In this section, I (1) train an SVM-family model with light tuning using 3-fold cross validation, (2) compare it to the Week 1 baseline using the same split and preprocessing, and (3) perform decision thresholding under a simple cost model. I keep random seeds fixed for reproducibility and log each run (baseline + SVM variants). Finally, I calibrate SVM scores into probabilities (Platt scaling) and choose a classification threshold on the validation set that minimizes expected cost, then report metrics and confusion matrices at both the default (0.5) and chosen thresholds.

In [15]:

import numpy as np

df = pd.read_csv("/content/GL_FishBiodiversity_first_2100.csv")
RANDOM_STATE = 42
np.random.seed(RANDOM_STATE)

print("Shape:", df.shape)
df.head(3)



Shape: (2100, 93)


Unnamed: 0,Project Name,Field Number,Date,Day,Month,Year,Date fished,Waterbody Name,WaterbodyType,Arrival Time,...,Stream depth (m),depth_>_recorded,Water velocity (msec),Bin Number,Bin_time_s,Species,Number Captured,Caught > Number captured,Minimum (mm),Maximum (mm)
0,Ausable Channel Sampling 2002,AUCR02-01-03-BEF,24-Sep-02,24,9,2002,,Ausable Channel,Stream,,...,2.0,False,,0.0,,Micropterus nigricans,2.0,False,0.0,0.0
1,Ausable Channel Sampling 2002,AUCR02-01-03-BEF,24-Sep-02,24,9,2002,,Ausable Channel,Stream,,...,2.0,False,,0.0,,Lepomis peltastes,3.0,False,39.4,44.94
2,Ausable Channel Sampling 2002,AUCR02-01-03-BEF,24-Sep-02,24,9,2002,,Ausable Channel,Stream,,...,2.0,False,,0.0,,Notemigonus crysoleucas,2.0,False,32.6,68.7


###Why we convert this dataset into a binary classification task

This dataset’s Species column typically contains many categories (multi-class). Part D (decision thresholding with a 2×2 cost matrix) is cleanest in a binary setting, because false positives and false negatives are defined relative to one “positive” class. To keep the choice deterministic and reproducible, I define the positive class as the most frequent species in the dataset and label all other species as negative. This allows threshold selection to be justified using a cost model.

In [3]:

TARGET = "Number Captured"
if TARGET not in df.columns:
    raise ValueError(f"Expected '{TARGET}' column not found.")
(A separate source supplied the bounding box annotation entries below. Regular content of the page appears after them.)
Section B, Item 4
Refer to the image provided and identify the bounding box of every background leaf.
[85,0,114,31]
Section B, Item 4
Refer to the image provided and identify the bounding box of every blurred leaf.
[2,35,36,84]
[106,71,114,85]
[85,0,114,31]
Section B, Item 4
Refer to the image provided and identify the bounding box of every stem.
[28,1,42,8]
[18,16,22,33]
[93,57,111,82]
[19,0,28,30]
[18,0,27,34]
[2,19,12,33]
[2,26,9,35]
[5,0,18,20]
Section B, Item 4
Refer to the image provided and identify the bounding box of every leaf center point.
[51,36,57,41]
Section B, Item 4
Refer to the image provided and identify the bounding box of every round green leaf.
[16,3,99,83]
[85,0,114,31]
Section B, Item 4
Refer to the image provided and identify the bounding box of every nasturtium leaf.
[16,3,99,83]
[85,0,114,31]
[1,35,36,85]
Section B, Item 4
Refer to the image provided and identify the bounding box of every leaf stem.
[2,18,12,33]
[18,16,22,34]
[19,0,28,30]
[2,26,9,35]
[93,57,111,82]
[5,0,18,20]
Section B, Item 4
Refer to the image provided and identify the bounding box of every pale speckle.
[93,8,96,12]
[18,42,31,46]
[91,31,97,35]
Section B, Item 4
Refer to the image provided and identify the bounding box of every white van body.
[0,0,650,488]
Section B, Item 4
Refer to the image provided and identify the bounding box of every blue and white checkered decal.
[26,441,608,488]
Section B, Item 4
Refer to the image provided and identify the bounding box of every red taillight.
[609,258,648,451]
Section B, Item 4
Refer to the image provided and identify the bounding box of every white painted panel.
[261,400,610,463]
y = (df[TARGET] > 0).astype(int)

print("Target distribution (1 = captured/present, 0 = none/absent):")
print(y.value_counts())
print("Positive rate:", y.mean())


Target distribution (1 = captured/present, 0 = none/absent):
Number Captured
1    2082
0      18
Name: count, dtype: int64
Positive rate: 0.9914285714285714


To keep a fair and valid prediction setup, Week 1 drops columns that behave like identifiers, text that can encode location descriptions, the outcome itself, derived post-outcome fields, and post-catch measurements. The same drop list to prevent leakage and maintain consistency.

In [4]:
DROP_COLS = [
    "Project Name", "Field Number", "Narrative Locality Description",
    "Species",                       # prevents trivial memorization / label proxy
    "Number Captured",               # target source
    "Caught > Number captured",      # post-outcome / derived
    "Minimum (mm)", "Maximum (mm)"   # post-catch measurements (post-outcome)
]

X = df.drop(columns=[c for c in DROP_COLS if c in df.columns], errors="ignore")
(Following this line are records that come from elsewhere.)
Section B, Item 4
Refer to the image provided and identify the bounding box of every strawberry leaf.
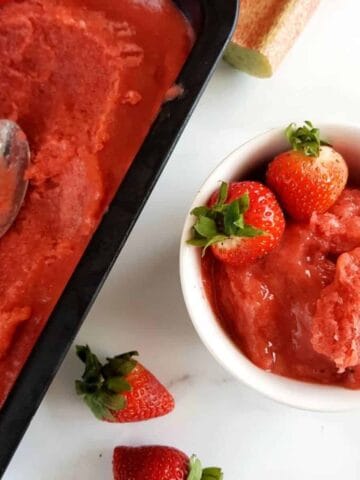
[241,225,266,238]
[187,182,265,255]
[194,216,218,239]
[201,467,224,480]
[75,346,138,421]
[285,120,329,157]
[215,182,229,207]
[186,455,223,480]
[186,455,202,480]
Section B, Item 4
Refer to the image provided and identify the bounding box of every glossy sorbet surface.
[203,189,360,388]
[0,0,193,404]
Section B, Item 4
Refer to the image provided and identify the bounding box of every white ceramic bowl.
[180,124,360,412]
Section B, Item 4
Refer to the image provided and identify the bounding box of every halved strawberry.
[75,346,175,423]
[188,182,285,265]
[267,122,349,221]
[113,446,223,480]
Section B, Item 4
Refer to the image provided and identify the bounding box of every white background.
[2,0,360,480]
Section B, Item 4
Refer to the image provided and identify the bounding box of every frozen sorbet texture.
[0,0,193,404]
[203,188,360,388]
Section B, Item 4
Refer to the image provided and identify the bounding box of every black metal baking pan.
[0,0,239,476]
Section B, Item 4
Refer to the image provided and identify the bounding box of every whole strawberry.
[267,122,349,221]
[188,182,285,265]
[113,446,223,480]
[75,346,174,423]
print("X shape:", X.shape)
print("Remaining columns sample:", X.columns[:10].tolist())


X shape: (2100, 85)
Remaining columns sample: ['Date', 'Day', 'Month', 'Year', 'Date fished', 'Waterbody Name', 'WaterbodyType', 'Arrival Time', 'Departure Time', 'Start Time']


### Train/Validation/Test split strategy (no leakage)

To compare models fairly, I use the same fixed split for baseline and SVM. I also use a dedicated test set that is never used for tuning or threshold selection. The split is stratified to preserve the positive rate across subsets (important for us since the dataset is imbalanced). Concretely: 80% of the data is reserved for train+validation, and 20% is held out for test. Then the 80% is split again into train and validation.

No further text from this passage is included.